UFUK ÇALIŞKAN
ufuk@diken.com.tr
“Ali İsmail Korkmaz bize küfretti…”
“Vurmadım, hafifçe dürttüm.”
“Ben orada değildim.”
“Benim kovaladığım kişi Ali İsmail değil, daha uzun boylu biriydi.”
Eskişehir’deki Gezi eylemleri sırasında polisin gaz bombalı saldırısından kaçtığı bir ara sokakta Ali İsmail Korkmaz’ı öldüresiye darp ettikleri için ‘kasten öldürmek’le suçlanan eli sopalı sivil ve polislerin sözleri bunlar… Cinayetle ilgili davanın pazartesi günü Kayseri’de görülen ilk duruşmasında söylendi hepsi.
Bu ifadeler devlet görevlilerinin sivillere karşı işlediği birçok suçun ardından karşılaştığımız, artık bir ‘devlet geleneği’ halini alan ve yalan oldukları kısa sürede ortaya çıkan ‘tanıdık’ ifadeleri hatırlattı.
Engin Çeber: Kafasını duvara vurdu
Engin Ceber 29 Eylül 2008’de Yürüyüş dergisi dağıtırken gözaltına alındı. Karakolda ve tutuklu bulunduğu Metris Cezaevi’nde gördüğü işkence nedeniyle yaşamını yitirdi. Haklarında ‘ağırlaştırılmış müebbet’ istenen üç infaz koruma memuru ifadelerinde ‘Kendi kafasını duvara vurdu, sandalyesini geriye doğru itip kendisini düşürdü’ dedi.

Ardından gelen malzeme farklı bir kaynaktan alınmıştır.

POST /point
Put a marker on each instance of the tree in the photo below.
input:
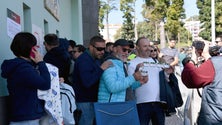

Festus Okey: Polisin silahını almak istedi
Festus Okey 20 Ağustos 2007’de uyuşturucu bulundurduğu şüphesi üzerine Beyoğlu’nda gözaltına alındı. Nijerya göçmeniydi. Beyoğlu Polis Merkezi’nde polis kurşunuyla vurularak öldürüldü. Sanık polis Cengiz Yıldız, Festus Okey’in belindeki silahı almaya çalıştığı sırada yaşanan arbedede silahın ateş aldığını öne sürdü.
Olay yerini gösterecek karakol kameraları çalışmıyordu. Kurşunun Festus’a ulaşma açısını ve ateş etme mesafesini ortaya koyabilecek gömleği de hastaneye götürüldüğü sırada ‘kaybedilmişti.’ Olay gecesi ifade tutanağını da hazırlayan sanık polis Cengiz Aydın’ın ifadeleri hiçbir zaman doğrulanmadı.
Metin Göktepe: Duvardan düşerek öldü
Metin Göktepe 8 Ocak 1996’da, Eyüp Kapalı Spor Salonu’nun ‘gazeteci olduğu için özel muamele’ gördüğü bodrum katında dövülerek öldürüldü.
Dönemin içişleri bakanı Teoman Ünüsan ise Metin Göktepe öldürüldükten üç gün sonra, 11 Ocak 1996’da, 32. Gün programında şöyle dedi: “Konuyla ilgili tam bilgim yok. Ancak son gelen bilgiler Metin Göktepe’nin duvardan düşerek öldüğü şeklinde.”
Ahmet Atakan: Çatıdan düştü
Ahmet Atakan Hatay’da 9 Eylül 2013’te ODTÜ’deki yol planını ve Ankara Tuzluçayır’daki cami-cemevi projesini protesto eden göstericilere polisin saldırması sonucu öldü. Atakan Ailesi, avukatları ve tanıklar Ahmet’in isabet eden bir gaz fişeği sonucu beş katlı binanın çatısından düştüğünü ifade ediyor.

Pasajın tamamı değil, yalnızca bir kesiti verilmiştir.